How Is the Time of Flight Calculated for an Object Thrown from a Building?

[frozen7]

A stone is thrown upward from the top of a building at an angle of 30 degree to the horizontal and with an initial speed of 20m/s. The height of the building is 45m.
How long is the stone "in flight"?

Solution:

Vx0 = 20cos30 = 17.3
Vy0 = 20sin30 = 10

-45 = 10t - 1/2 g t^2
t = 4.22s

This is an example from my physics textbook. I wonder why the solution is in this way. Why the time used to reach the highest level and the time from the highest level to the initial position are not considered as time "in flight"?

Thanks.

 

[marlon]

A stone is thrown upward from the top of a building at an angle of 30 degree to the horizontal and with an initial speed of 20m/s. The height of the building is 45m.
How long is the stone "in flight"?

Solution:

Vx0 = 20cos30 = 17.3
Vy0 = 20sin30 = 10

-45 = 10t - 1/2 g t^2
t = 4.22s

This is an example from my physics textbook. I wonder why the solution is in this way. Why the time used to reach the highest level and the time from the highest level to the initial position are not considered as time "in flight"?

Thanks.

The solution is correct.
I do not get your question though. The time to reach maximal height is also considered to be time in flight. Why do you get this idea. Besides, the time to get to max height is not calculated here, you are just calculating the time it takes for the vertical y-coordinate to go from 45 to 0. That is all, and that is ofcourse the complete motion.
The general formula in this case is $$y=y_{initial} + v_{initial}t -gt^2/2$$ and y=0 here

marlon

 

[frozen7]

Then what does "time in flight" actually mean?
Not from the time it is thrown until it reaches the ground?

 

[marlon]

Then what does "time in flight" actually mean?
Not from the time it is thrown until it reaches the ground?

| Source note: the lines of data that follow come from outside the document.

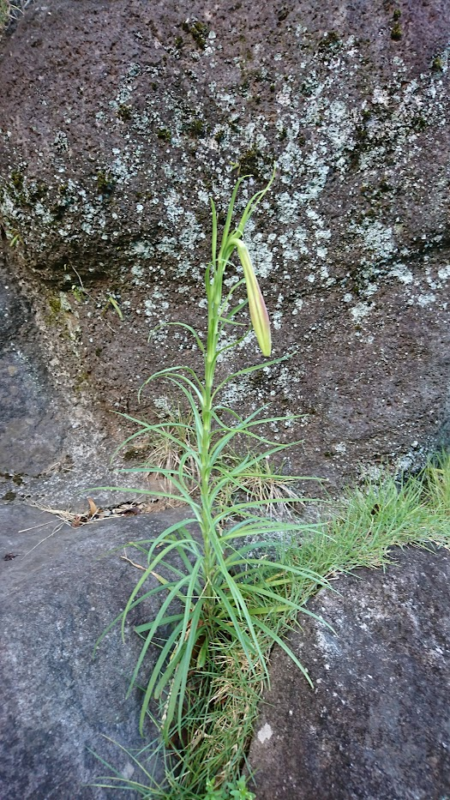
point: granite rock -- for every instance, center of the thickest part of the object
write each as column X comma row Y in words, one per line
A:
column 376, row 726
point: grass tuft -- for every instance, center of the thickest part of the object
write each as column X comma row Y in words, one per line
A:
column 362, row 530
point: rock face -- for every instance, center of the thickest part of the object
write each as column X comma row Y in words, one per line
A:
column 58, row 702
column 118, row 121
column 376, row 724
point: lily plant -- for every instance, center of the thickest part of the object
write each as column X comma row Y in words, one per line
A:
column 215, row 570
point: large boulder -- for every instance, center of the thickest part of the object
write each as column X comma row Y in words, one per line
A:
column 119, row 120
column 377, row 723
column 60, row 588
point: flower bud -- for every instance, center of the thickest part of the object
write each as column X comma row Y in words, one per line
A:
column 257, row 306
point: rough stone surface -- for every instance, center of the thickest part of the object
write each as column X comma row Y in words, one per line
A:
column 52, row 446
column 60, row 588
column 376, row 726
column 118, row 121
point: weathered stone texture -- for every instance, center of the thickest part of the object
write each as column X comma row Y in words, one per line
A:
column 119, row 120
column 376, row 726
column 60, row 588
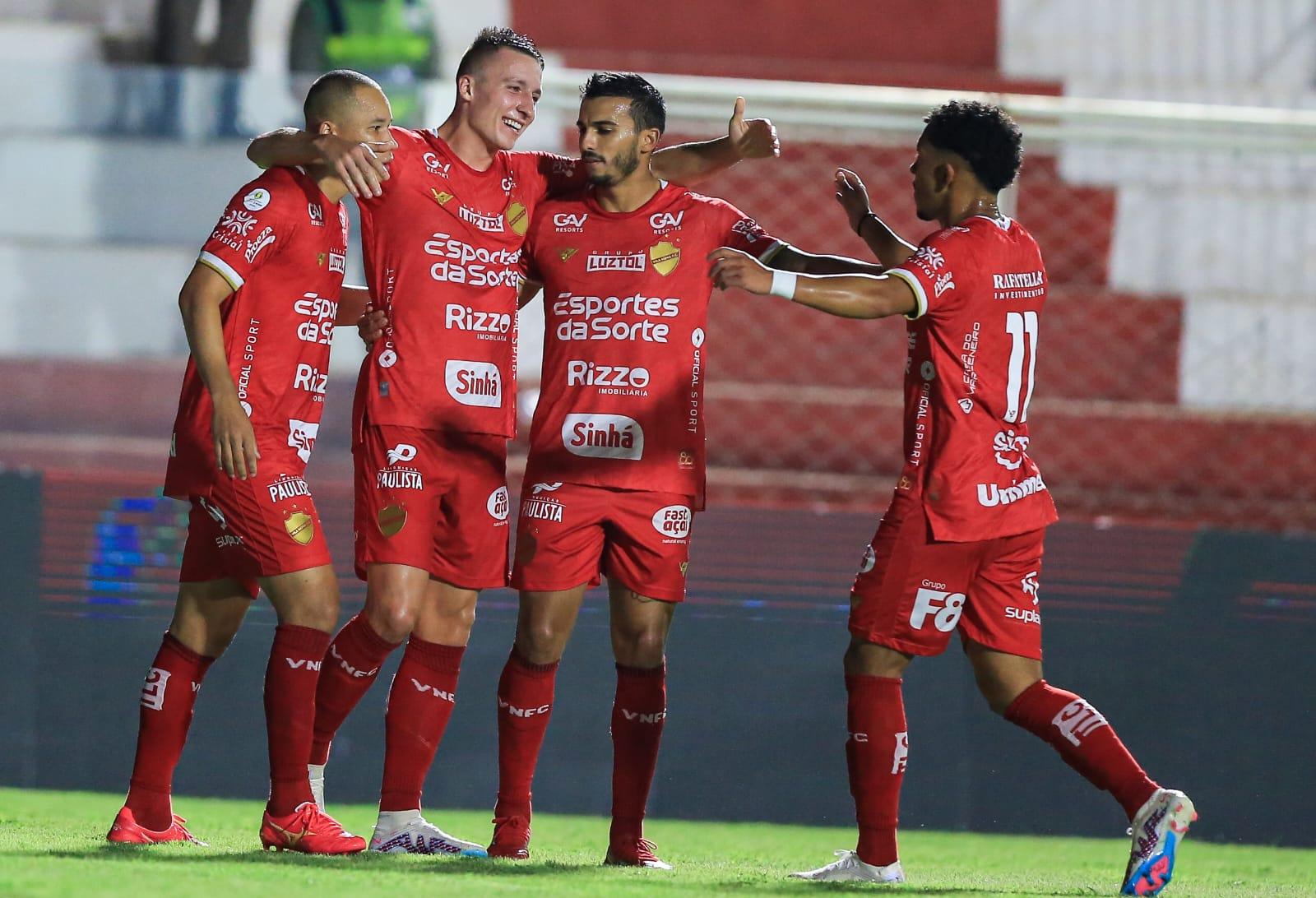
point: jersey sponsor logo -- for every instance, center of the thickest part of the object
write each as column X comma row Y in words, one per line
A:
column 603, row 436
column 491, row 224
column 673, row 521
column 665, row 221
column 499, row 505
column 289, row 488
column 943, row 606
column 611, row 262
column 990, row 495
column 254, row 247
column 155, row 687
column 474, row 383
column 257, row 199
column 602, row 317
column 1010, row 449
column 665, row 257
column 433, row 164
column 460, row 262
column 569, row 223
column 311, row 379
column 1078, row 720
column 611, row 379
column 237, row 223
column 486, row 326
column 320, row 313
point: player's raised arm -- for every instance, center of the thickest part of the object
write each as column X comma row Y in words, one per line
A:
column 844, row 295
column 690, row 164
column 199, row 302
column 355, row 164
column 886, row 244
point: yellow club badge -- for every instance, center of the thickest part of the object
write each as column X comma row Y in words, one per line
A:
column 300, row 525
column 665, row 257
column 517, row 217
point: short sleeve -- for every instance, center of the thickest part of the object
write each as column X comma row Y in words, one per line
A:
column 931, row 271
column 252, row 229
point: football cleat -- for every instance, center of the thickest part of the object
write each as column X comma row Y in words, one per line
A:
column 511, row 838
column 309, row 831
column 849, row 868
column 638, row 854
column 127, row 831
column 407, row 832
column 1158, row 827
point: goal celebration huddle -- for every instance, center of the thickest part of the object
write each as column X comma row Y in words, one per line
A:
column 458, row 232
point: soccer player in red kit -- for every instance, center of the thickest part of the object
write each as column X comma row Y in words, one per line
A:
column 616, row 464
column 961, row 543
column 436, row 396
column 260, row 308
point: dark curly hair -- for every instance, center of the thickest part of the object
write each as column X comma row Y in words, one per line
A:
column 984, row 135
column 490, row 41
column 648, row 109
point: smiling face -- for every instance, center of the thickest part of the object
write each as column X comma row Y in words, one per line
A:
column 609, row 144
column 500, row 96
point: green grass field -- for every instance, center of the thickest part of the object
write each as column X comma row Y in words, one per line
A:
column 53, row 845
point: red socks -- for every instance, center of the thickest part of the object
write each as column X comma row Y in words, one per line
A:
column 875, row 752
column 349, row 668
column 290, row 711
column 169, row 697
column 420, row 703
column 1085, row 740
column 637, row 720
column 524, row 706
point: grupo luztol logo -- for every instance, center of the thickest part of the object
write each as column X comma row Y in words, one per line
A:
column 603, row 436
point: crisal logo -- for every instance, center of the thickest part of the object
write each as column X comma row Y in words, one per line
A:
column 603, row 436
column 499, row 503
column 1078, row 720
column 523, row 713
column 474, row 383
column 565, row 221
column 673, row 521
column 661, row 221
column 433, row 690
column 153, row 690
column 605, row 262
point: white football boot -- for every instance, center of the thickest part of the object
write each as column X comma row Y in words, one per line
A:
column 1158, row 827
column 407, row 832
column 849, row 868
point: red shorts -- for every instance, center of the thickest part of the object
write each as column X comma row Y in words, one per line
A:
column 433, row 501
column 569, row 534
column 914, row 591
column 258, row 527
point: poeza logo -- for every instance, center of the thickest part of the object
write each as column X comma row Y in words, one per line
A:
column 603, row 436
column 673, row 521
column 943, row 606
column 474, row 383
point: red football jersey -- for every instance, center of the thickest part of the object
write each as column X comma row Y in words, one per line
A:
column 625, row 304
column 282, row 245
column 969, row 378
column 443, row 251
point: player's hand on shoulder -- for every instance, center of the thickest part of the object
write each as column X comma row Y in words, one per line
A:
column 732, row 269
column 357, row 164
column 852, row 195
column 234, row 440
column 753, row 138
column 372, row 326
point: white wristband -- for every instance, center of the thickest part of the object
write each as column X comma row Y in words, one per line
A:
column 783, row 285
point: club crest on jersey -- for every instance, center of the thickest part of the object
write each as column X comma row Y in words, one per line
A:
column 300, row 527
column 517, row 217
column 665, row 257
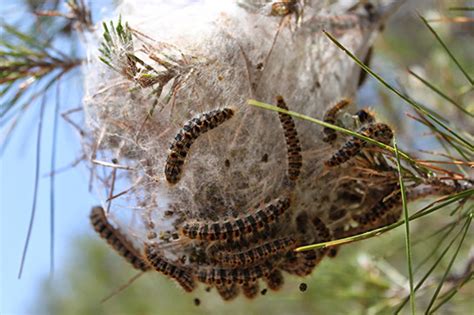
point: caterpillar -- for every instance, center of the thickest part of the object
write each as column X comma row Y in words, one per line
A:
column 250, row 289
column 228, row 292
column 253, row 255
column 180, row 274
column 235, row 228
column 220, row 276
column 284, row 8
column 295, row 158
column 187, row 135
column 380, row 132
column 377, row 212
column 116, row 239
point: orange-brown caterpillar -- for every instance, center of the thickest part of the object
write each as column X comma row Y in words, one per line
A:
column 380, row 132
column 228, row 292
column 116, row 239
column 330, row 117
column 180, row 274
column 250, row 289
column 187, row 135
column 295, row 158
column 253, row 255
column 220, row 276
column 302, row 263
column 234, row 229
column 274, row 280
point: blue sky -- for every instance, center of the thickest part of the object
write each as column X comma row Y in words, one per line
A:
column 17, row 171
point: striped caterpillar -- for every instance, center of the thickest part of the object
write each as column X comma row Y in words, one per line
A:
column 187, row 135
column 116, row 239
column 295, row 158
column 234, row 229
column 180, row 274
column 219, row 276
column 228, row 292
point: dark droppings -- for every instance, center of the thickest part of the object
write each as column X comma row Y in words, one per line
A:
column 303, row 287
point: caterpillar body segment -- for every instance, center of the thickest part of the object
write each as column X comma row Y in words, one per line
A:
column 234, row 229
column 220, row 276
column 180, row 274
column 256, row 254
column 380, row 132
column 186, row 136
column 295, row 159
column 116, row 239
column 250, row 289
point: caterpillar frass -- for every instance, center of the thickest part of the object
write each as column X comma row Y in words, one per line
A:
column 234, row 229
column 186, row 136
column 302, row 263
column 116, row 239
column 295, row 159
column 380, row 132
column 220, row 276
column 160, row 264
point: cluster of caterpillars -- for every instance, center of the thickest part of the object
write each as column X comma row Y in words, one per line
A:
column 234, row 254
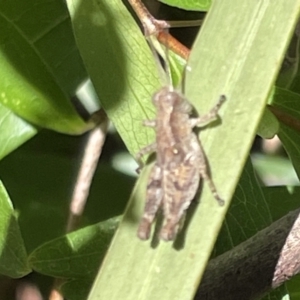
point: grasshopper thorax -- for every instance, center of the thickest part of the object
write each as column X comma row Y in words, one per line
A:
column 167, row 98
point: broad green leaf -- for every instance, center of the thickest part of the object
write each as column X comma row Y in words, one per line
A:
column 120, row 64
column 14, row 131
column 74, row 255
column 38, row 71
column 240, row 62
column 77, row 289
column 199, row 5
column 248, row 213
column 40, row 182
column 281, row 200
column 13, row 261
column 268, row 126
column 287, row 101
column 291, row 141
column 275, row 170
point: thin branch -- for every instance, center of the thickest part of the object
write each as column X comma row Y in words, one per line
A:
column 90, row 157
column 256, row 266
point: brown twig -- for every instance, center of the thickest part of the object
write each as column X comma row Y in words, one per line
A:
column 156, row 27
column 285, row 118
column 90, row 157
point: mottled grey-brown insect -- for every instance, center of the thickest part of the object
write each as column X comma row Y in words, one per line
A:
column 180, row 162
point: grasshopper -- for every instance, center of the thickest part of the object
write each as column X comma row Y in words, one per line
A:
column 180, row 160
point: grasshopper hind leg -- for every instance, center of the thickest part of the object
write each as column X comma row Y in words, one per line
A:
column 154, row 200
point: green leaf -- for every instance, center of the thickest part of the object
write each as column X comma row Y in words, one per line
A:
column 240, row 62
column 14, row 131
column 40, row 182
column 291, row 143
column 74, row 255
column 13, row 261
column 76, row 289
column 268, row 126
column 35, row 66
column 198, row 5
column 120, row 65
column 275, row 170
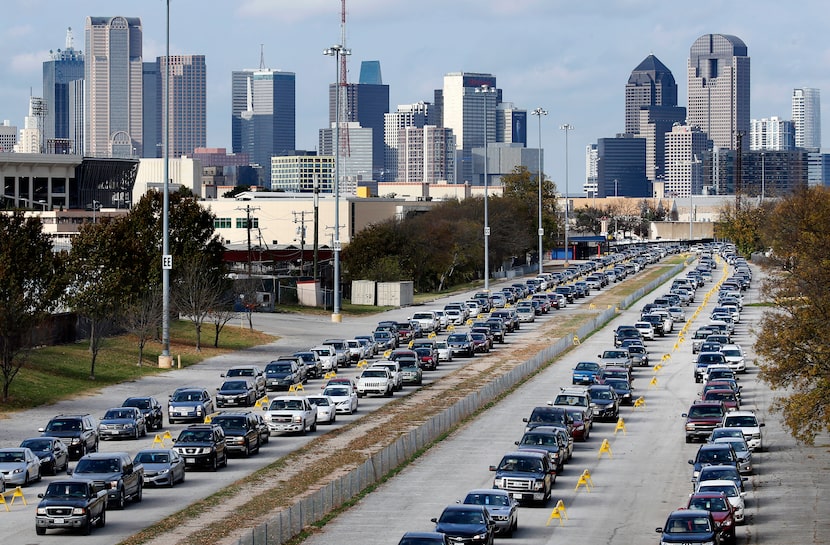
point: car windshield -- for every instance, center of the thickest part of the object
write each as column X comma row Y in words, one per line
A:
column 152, row 458
column 498, row 500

yes the time it is thrown until it reaches the ground's surface

marlon

 

[HallsofIvy]

If you were to graph y= 10t - 1/2 g t² the graph would be, of course, a parabola. (Since the x motion is linear, x= 17.3t, the actual path is a parabola.)

It starts at (0, 0) rises to some maximum, then falls to (4.22, -35). You may be thinking that you calculate the time going up, then the time going down and add but that is not necessary: solving y= -35= 10t- (1/2)gt² gives the total time immediately. Notice that a quadratic equation has two solutions (the other solution with y= -35 is negative and so not a "time in flight"). If you took y positive but less than the maximum height, your quadratic equation would have two positive solutions: the smaller the time at which the stone passes that height going up, the larger, the time the stone passes that height on its way back down. What do you think would happen if you set y equal to a number greater than the maximum height and solved for t?

 

[marlon]

If you were to graph y= 10t - 1/2 g t² the graph would be, of course, a parabola. (Since the x motion is linear, x= 17.3t, the actual path is a parabola.)

This is not the correct formula.
It is : $$y=45 +10t -gt^2/2$$

It starts at (0, 0) rises to some maximum,

If you chose the origin just at the bottom of the building, this get easier in my opinion. The above formula is based upon this assumption

marlon

 

[mukundpa]

The time of flight is simply the time for which the object remains in air and moving under gravity. Here it is from the top of the building to the ground and the time to reach the maximum height is not equal to the time from max height to the ground. For ground to ground both distances are equal. I think Frozen 7 required that much only. Is it?